International Response
For a short time, nations were in agreement in their criticism of the kingdom’s conduct. The United States enacted sanctions and visa bans in that year over the murder, although it refrained of penalizing the crown prince himself. Since then, the nation has been gradually restoring itself – and the leader’s trip to Washington seemed to be the ultimate sign of that redemption.
White House Remarks
Critics of the government had strongly criticized the meeting. But what was on display at the White House was worse than could have been imagined. Not only did Trump honor Prince Mohammed but he seemed to alter the facts – and then blamed the deceased. Prince Mohammed, he claimed when asked, knew nothing about the murder – in clear opposition to what his country’s own intelligence services concluded four years ago. Moreover, the president said: “A lot of people disliked that gentleman that you’re talking about, whether you approve of him or disapproved, things happen.”
Pattern of Behavior
This marks a fresh and shameful low for a leader who has made little secret of his contempt for the truth – or for the media. He has smeared journalists (he called ABC news, whose journalist asked the inquiry about Khashoggi at the Saudi press conference “fake news”), berated them in open settings (he called one a “piggy” this week for asking about his connection with the disgraced financier Jeffrey Epstein), taken legal action against media organizations for large amounts of money in frivolous cases, and called for media groups he doesn’t like to lose their licenses.

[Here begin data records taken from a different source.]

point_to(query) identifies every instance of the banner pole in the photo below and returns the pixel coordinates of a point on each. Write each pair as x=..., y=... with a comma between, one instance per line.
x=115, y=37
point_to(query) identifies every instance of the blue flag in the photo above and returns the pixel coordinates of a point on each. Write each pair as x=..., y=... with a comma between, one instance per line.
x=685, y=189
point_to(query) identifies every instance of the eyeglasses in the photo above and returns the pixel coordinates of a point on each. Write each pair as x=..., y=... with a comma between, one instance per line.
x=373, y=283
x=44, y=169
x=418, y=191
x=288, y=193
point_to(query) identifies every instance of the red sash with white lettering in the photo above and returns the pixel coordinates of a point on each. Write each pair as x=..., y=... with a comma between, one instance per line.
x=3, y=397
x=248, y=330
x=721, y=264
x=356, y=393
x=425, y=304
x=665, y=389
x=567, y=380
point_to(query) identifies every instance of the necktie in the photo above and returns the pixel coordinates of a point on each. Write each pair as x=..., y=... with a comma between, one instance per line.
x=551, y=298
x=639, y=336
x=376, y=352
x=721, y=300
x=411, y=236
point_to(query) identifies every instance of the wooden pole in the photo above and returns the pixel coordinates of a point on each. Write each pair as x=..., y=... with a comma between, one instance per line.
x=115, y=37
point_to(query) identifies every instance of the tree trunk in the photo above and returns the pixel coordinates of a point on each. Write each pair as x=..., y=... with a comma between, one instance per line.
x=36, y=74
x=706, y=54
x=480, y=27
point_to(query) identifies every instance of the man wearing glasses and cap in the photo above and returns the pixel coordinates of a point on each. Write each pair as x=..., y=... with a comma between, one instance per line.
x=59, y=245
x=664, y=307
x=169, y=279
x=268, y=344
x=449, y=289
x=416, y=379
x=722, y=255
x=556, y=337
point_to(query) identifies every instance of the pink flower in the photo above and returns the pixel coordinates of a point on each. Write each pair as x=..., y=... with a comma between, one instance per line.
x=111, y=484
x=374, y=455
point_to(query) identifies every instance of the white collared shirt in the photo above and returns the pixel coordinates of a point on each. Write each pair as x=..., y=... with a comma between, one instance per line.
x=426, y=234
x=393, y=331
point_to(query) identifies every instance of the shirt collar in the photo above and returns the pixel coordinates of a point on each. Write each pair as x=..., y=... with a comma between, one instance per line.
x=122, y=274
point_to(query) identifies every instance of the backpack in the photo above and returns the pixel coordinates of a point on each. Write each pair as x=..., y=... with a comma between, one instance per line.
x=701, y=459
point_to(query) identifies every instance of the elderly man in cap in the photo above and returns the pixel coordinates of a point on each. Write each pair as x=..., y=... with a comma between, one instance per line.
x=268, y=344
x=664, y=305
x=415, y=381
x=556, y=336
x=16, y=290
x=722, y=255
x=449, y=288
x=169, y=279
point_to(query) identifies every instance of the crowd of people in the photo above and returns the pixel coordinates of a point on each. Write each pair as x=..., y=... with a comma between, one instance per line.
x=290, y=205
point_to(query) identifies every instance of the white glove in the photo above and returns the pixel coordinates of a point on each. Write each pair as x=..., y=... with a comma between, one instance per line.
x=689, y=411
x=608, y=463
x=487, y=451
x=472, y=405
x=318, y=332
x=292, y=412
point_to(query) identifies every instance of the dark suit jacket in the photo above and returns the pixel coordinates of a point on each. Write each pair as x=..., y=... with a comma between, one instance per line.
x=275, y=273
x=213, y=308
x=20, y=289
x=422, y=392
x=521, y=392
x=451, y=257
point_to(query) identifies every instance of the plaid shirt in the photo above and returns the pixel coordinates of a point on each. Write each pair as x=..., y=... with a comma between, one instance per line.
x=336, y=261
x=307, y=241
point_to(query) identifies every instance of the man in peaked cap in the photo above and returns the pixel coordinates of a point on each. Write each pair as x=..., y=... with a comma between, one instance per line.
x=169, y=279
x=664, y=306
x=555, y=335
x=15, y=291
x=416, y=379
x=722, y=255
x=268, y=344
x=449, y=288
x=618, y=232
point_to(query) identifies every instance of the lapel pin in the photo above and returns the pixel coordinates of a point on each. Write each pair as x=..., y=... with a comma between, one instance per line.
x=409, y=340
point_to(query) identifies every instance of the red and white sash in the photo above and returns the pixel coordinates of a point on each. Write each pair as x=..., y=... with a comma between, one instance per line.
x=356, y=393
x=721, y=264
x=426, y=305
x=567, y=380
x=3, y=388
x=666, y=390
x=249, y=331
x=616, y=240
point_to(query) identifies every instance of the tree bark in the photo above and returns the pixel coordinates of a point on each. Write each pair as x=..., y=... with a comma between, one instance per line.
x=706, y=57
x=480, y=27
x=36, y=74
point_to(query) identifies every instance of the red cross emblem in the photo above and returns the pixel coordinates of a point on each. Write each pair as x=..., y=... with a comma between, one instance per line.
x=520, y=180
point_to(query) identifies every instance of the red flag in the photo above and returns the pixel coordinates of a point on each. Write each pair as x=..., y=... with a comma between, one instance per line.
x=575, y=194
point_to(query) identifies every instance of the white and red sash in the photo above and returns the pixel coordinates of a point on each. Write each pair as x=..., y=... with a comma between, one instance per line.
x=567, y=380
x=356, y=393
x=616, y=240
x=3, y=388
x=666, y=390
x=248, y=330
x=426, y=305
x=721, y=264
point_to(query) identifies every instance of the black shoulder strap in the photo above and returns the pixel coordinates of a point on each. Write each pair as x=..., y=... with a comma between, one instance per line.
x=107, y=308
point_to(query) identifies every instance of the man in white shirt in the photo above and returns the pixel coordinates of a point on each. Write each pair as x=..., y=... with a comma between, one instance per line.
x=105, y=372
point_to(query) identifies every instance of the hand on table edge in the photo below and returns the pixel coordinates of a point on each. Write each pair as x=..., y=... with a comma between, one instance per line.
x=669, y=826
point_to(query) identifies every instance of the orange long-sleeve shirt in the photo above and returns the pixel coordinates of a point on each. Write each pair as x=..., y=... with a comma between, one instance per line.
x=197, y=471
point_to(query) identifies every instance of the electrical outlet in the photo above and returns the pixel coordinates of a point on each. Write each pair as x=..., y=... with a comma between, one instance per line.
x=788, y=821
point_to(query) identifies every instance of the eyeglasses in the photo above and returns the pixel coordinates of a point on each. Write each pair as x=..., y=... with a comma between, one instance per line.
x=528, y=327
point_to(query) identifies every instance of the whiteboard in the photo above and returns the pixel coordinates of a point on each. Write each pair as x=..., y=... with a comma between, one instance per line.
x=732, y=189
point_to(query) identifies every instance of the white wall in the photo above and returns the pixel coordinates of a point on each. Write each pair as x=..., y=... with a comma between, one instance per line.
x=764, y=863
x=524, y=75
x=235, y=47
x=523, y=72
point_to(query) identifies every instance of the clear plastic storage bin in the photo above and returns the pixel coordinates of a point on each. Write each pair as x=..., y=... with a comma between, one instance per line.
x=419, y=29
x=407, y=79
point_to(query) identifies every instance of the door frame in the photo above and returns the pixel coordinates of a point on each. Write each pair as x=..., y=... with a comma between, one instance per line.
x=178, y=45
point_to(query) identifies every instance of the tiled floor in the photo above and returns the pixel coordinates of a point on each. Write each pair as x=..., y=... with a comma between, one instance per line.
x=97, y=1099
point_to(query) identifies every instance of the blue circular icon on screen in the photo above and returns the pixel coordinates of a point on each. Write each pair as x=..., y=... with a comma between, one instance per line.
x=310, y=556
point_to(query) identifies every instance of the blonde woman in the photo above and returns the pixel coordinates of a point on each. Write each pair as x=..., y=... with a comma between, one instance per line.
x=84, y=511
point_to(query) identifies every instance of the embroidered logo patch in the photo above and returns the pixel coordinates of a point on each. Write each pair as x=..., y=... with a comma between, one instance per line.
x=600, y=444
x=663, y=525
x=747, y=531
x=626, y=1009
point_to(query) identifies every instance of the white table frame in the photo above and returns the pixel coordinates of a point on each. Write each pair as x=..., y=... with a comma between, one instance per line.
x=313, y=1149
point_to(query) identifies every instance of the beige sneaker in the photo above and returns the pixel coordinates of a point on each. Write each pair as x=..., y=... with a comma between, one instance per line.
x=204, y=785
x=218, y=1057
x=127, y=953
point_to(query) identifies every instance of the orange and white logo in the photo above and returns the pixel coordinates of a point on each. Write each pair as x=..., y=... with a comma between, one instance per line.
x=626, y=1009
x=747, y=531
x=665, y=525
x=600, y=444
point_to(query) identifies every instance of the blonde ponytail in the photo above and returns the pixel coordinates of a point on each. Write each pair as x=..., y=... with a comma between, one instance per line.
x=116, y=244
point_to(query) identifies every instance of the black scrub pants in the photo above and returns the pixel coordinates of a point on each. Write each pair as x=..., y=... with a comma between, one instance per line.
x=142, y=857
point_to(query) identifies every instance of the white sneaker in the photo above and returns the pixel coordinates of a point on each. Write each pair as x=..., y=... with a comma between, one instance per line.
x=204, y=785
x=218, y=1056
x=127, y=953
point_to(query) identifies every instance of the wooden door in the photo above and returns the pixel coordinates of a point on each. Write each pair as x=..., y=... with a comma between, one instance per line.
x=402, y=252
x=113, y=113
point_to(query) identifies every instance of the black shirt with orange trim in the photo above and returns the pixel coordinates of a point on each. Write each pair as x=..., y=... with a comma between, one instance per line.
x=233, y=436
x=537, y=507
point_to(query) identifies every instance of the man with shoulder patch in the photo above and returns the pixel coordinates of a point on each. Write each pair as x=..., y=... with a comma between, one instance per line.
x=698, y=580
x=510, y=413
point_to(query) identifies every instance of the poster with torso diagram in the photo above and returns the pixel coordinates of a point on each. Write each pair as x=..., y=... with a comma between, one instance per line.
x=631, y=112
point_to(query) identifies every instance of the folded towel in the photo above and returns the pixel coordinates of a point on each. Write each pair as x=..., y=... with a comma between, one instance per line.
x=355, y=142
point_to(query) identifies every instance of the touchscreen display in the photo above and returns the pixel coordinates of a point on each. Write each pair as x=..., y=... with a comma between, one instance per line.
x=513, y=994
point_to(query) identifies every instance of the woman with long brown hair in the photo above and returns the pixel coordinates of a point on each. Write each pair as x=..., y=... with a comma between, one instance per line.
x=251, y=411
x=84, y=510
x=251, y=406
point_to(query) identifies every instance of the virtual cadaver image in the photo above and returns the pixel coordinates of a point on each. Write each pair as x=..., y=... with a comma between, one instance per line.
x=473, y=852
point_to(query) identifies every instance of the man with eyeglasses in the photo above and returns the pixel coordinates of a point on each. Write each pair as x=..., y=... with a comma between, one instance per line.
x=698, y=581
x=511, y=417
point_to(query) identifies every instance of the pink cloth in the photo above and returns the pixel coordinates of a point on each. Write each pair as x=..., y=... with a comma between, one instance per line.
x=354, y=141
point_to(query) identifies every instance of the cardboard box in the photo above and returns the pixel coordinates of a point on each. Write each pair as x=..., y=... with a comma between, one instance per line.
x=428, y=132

He has pressured established media out of the White House press pool for declining to use terminology of his preference, and he has gutted financial support for essential public media at home and crucial free press internationally.
Wider Consequences
All of that has created an atmosphere in which reporters are clearly more vulnerable in the US, but one in which their targeting – and indeed murder – becomes not just unimportant (“incidents occur”) but tolerated (“many individuals disliked that person”).
It is unsurprising that 2024 was the most lethal year on record for journalists in the over three decades the Committee to Protect Journalists (CPJ) has been documenting this information: a ongoing neglect to bring to justice those responsible for reporter murders has created a culture of impunity in which those who murder reporters are literally able to escape punishment and so persist in these actions.
Nowhere is this clearer than in Israel, which is accountable for the deaths of over two hundred media workers in the past two years.
Societal Impact
The effect on the public is profound. Attacks on journalists are attacks on the truth. They are attacks on facts. They are attacks on our entitlement to information and on our liberty to exist without fear and safely.
On Thursday, CPJ gathers for its annual global journalism honors. My message at the event is the same as my one for the president: such events may happen. But it is our duty to make sure they cease.